VMware ESXi 6.0 Introduced A Changed Block Tracking Bug (2136854) – Why Recovery Testing Is Critical
VMware vSphere is by far the most advanced hypervisor for backup and recovery. They pioneered critical features for data access, speed, efficiency, and management that allow virtualization administrators to handle many critical demands from their customers and partners. Obviously, they do pretty darn well with cool features outside of backup and recovery. That’s why it’s natural for admins to chomp at the bit when a new ESXi version comes out, especially when that one feature you’ve wanted for a long time is finally available.
In February of this year, VMware announced vSphere 6.0. As a backup vendor – and a virtualization fan – I was pretty excited about some of the new features, especially in the storage arena.
However, as with any major release, there’s always that extra level of planning and caution to take with the rollout. Implementing a major update to a hypervisor that runs many of your most critical business applications is pretty scary, especially if it was your call to launch it. A lot can go wrong without a solid plan to mitigate risk – and rollback, if necessary.
This got me wondering…would yet another Changed Block Tracking (CBT) bug rear its ugly head in ESXi 6.0? It was only a few months before 6.0 was released that a CBT bug was announced. Fortunately, Unitrends was not affected.
Unitrends supported vSphere 6.0 very early. As we started to see the early adopters, unfortunately, it didn’t take long before the first KB was posted and a few support cases rolled in – Backing up a virtual machine with Changed Block Tracking (CBT) enabled fails after upgrading to or installing VMware ESXi 6.0 (2114076).
Does this mean CBT is bad or problematic? No, not at all. In fact, it is one of those incredible features I’ve always loved VMware for implementing. It helps users back up a ton more data, much more frequently than they ever could without it, and it allows VMware to stand above its hypervisor competitors for being the only one to have it for so long.
It just means that CBT, especially in releases where a lot of storage functionality has been added, is one of those features that you need to mind very carefully in your planning efforts. It is core to how most backup vendors read data. So issues in this area of the hypervisor can be pretty impactful (i.e. unnoticed corruption).
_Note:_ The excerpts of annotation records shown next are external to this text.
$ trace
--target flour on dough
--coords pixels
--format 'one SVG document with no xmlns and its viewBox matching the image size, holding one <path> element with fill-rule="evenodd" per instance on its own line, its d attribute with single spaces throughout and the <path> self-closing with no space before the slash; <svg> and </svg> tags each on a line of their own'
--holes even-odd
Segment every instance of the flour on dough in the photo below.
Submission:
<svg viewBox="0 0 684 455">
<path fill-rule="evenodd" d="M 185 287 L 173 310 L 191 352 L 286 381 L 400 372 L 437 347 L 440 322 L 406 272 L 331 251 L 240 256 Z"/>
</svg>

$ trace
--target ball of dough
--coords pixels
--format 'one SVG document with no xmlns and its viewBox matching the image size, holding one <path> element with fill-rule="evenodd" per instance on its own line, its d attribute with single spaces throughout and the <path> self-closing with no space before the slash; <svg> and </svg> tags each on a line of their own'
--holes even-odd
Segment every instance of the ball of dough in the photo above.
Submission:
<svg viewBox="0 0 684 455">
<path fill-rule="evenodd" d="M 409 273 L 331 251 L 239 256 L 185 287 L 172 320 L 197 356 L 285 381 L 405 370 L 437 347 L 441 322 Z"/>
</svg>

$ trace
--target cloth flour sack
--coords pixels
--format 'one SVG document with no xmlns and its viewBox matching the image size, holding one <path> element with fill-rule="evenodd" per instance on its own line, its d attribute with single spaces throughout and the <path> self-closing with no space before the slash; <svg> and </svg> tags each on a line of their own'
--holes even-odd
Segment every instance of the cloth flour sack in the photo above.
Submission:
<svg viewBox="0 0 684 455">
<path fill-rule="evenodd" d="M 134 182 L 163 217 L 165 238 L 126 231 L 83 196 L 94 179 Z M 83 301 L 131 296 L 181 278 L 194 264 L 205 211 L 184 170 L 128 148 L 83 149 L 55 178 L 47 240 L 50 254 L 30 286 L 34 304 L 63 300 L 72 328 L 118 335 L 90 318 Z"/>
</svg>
So now that we are many months past GA for vSphere 6.0, all is in the clear. Right?
Unfortunately…no. VMware recently posted yet another KB – Backups with Changed Block Tracking can return incorrect changed sectors in ESXi 6.0 (2136854).
Unfortunately, if you are impacted it could mean that backups are corrupt. Obviously, that’s not a good thing. You may have been running ESXi 6.0 for quite some time. Concerns about your confidence in recovery are never good, especially since any solid VM backup vendor uses CBT.
This is exactly why recovery testing is no longer a nice-to-have component of a continuity plan. It needs to be a requirement. Nobody wants to find out that their backups are not recoverable, but you really do not want to discover that fact after an outage or a data loss event. There are too many external factors that can impact recoverability these days to avoid testing.
Unitrends offers Recovery Assurance to help IT administrators with this problem. It is available via our recovery automation software called ReliableDR, which is a premium feature of our Enterprise Plus edition of Unitrends Enterprise Backup software. It is also available as an add-on for our Recovery Series physical appliances.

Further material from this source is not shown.